Published: 28 January 2010

Abstract

Background

CXCL12 is a chemokine that is constitutively expressed in many organs and tissues. CXCL12 promoter hypermethylation has been detected in primary breast tumours and contributes to their metastatic potential. It has been shown that the oestrogen receptor α (ESR1) gene can also be silenced by DNA methylation. In this study, we used methylation-specific PCR (MSP) to analyse the methylation status in two regions of the CXCL12 promoter and ESR1 in tumour cell lines and in primary breast tumour samples, and correlated our results with clinicopathological data.

Methods

First, we analysed CXCL12 expression in breast tumour cell lines by RT-PCR. We also used 5-aza-2'-deoxycytidine (5-aza-CdR) treatment and DNA bisulphite sequencing to study the promoter methylation for a specific region of CXCL12 in breast tumour cell lines. We evaluated CXCL12 and ESR1 methylation in primary tumour samples by methylation-specific PCR (MSP).
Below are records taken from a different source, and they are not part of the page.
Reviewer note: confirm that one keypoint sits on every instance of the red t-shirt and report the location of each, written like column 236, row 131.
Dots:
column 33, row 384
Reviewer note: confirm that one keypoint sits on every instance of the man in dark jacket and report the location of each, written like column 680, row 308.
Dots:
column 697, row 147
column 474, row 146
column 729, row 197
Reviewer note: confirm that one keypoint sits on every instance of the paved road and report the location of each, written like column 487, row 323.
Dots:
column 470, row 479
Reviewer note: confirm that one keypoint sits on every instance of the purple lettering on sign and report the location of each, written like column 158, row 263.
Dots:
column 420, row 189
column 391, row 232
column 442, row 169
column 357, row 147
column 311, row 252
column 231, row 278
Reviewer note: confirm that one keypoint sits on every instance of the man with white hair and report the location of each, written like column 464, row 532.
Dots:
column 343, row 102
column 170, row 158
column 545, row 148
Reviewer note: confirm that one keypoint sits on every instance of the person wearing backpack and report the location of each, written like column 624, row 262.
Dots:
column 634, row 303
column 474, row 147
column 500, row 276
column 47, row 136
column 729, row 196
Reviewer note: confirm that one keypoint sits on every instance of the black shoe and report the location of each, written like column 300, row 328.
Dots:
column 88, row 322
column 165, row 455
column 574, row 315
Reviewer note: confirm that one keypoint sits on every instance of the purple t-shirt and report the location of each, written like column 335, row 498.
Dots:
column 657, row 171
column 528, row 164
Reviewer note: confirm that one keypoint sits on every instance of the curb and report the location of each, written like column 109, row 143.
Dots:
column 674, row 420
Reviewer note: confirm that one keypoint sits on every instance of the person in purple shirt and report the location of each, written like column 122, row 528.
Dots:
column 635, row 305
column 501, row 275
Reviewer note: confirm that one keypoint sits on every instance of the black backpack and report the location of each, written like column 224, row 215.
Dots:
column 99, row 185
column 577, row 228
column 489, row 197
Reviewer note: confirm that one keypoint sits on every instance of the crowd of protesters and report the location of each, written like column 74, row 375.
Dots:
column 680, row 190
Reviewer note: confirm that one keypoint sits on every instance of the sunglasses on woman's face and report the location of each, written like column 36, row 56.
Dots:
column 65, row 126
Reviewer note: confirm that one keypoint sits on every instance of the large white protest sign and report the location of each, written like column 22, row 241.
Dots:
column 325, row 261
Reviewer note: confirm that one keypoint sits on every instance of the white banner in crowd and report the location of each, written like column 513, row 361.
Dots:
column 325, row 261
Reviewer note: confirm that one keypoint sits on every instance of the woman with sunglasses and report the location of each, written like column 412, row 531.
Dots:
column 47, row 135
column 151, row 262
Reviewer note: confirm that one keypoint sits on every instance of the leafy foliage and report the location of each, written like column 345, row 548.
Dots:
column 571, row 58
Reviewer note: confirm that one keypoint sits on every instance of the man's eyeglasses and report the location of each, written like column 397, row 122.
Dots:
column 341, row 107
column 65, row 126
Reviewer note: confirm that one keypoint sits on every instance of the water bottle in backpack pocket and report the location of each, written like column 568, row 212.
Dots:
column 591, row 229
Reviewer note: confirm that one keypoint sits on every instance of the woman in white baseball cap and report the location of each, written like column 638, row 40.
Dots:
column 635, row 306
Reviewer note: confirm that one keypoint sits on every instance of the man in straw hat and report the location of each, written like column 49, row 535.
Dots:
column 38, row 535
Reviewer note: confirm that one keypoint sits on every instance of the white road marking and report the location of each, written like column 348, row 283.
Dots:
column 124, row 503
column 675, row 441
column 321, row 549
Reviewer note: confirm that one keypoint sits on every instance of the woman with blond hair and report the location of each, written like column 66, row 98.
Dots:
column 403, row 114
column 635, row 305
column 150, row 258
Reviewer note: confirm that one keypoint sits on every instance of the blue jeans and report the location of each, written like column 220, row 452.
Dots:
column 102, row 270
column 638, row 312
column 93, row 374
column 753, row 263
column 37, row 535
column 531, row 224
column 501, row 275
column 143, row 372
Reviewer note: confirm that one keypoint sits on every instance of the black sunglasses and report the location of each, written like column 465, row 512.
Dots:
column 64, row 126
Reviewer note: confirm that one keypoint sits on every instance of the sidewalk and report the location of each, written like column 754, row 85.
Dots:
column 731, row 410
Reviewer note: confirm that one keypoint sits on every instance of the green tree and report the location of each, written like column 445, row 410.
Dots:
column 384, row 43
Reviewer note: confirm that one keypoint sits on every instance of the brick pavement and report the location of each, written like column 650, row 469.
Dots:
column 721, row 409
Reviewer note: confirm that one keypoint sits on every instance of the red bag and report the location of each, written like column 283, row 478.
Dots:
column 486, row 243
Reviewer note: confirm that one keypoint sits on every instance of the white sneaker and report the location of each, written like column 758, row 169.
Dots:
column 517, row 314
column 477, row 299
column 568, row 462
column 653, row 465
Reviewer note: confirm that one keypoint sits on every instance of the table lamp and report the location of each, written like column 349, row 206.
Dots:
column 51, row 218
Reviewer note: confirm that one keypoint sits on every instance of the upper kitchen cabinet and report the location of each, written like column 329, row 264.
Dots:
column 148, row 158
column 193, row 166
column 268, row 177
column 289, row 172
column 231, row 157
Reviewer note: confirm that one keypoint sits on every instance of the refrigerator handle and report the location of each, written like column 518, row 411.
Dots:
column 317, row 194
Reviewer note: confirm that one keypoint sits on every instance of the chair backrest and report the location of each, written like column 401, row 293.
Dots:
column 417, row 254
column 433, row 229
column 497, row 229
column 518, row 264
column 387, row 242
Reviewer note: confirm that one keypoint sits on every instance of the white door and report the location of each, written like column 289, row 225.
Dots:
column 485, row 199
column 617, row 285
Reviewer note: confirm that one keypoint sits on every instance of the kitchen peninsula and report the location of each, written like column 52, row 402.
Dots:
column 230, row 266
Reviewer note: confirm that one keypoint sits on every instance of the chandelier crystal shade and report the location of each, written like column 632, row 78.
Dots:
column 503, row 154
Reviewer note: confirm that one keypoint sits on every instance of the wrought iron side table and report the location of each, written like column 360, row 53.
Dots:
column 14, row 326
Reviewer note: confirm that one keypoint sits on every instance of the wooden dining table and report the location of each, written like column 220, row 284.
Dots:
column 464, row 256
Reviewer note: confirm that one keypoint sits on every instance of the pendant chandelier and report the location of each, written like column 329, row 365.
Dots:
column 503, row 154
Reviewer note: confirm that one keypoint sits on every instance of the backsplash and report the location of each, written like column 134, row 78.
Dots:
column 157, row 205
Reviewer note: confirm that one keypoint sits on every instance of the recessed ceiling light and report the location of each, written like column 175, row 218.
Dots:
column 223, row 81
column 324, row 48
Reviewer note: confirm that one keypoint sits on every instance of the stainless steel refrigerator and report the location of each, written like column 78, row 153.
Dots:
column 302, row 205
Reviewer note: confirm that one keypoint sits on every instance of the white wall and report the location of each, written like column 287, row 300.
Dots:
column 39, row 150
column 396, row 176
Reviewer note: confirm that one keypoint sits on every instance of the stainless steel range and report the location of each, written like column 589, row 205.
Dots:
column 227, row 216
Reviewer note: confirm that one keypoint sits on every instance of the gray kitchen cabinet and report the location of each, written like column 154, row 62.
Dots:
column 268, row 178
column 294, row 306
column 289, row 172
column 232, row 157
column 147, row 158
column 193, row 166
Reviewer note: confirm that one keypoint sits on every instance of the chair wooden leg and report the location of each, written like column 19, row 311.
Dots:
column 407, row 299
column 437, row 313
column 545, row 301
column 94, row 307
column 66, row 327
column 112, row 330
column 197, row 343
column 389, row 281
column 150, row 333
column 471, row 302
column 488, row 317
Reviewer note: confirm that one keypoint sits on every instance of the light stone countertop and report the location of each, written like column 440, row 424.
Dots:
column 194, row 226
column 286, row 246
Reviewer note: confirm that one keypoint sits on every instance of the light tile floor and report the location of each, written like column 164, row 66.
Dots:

Finally, promoter hypermethylation of these genes was analysed using Fisher's exact test and correlated with clinicopathological data using the Chi square test, Kaplan-Meier survival analysis and Cox regression analysis.

Results

CXCL12 promoter hypermethylation in the first region (island 2) and second region (island 4) was correlated with lack of expression of the gene in tumour cell lines. In the primary tumours, island 2 was hypermethylated in 14.5% of the samples and island 4 was hypermethylated in 54% of the samples. The ESR1 promoter was hypermethylated in 41% of breast tumour samples. In addition, the levels of ERα protein expression diminished with increased frequency of ESR1 methylation (p < 0.0001). This study also demonstrated that CXCL12 island 4 and ESR1 methylation occur simultaneously at a high frequency (p = 0.0220).

Conclusions

This is the first study showing a simultaneous involvement of epigenetic regulation for both CXCL12 and ESR1 genes in Brazilian women. The methylation status of both genes was significantly correlated with histologically advanced disease, the presence of metastases and death. Therefore, the methylation pattern of these genes could be used as a molecular marker for the prediction of breast cancer outcome.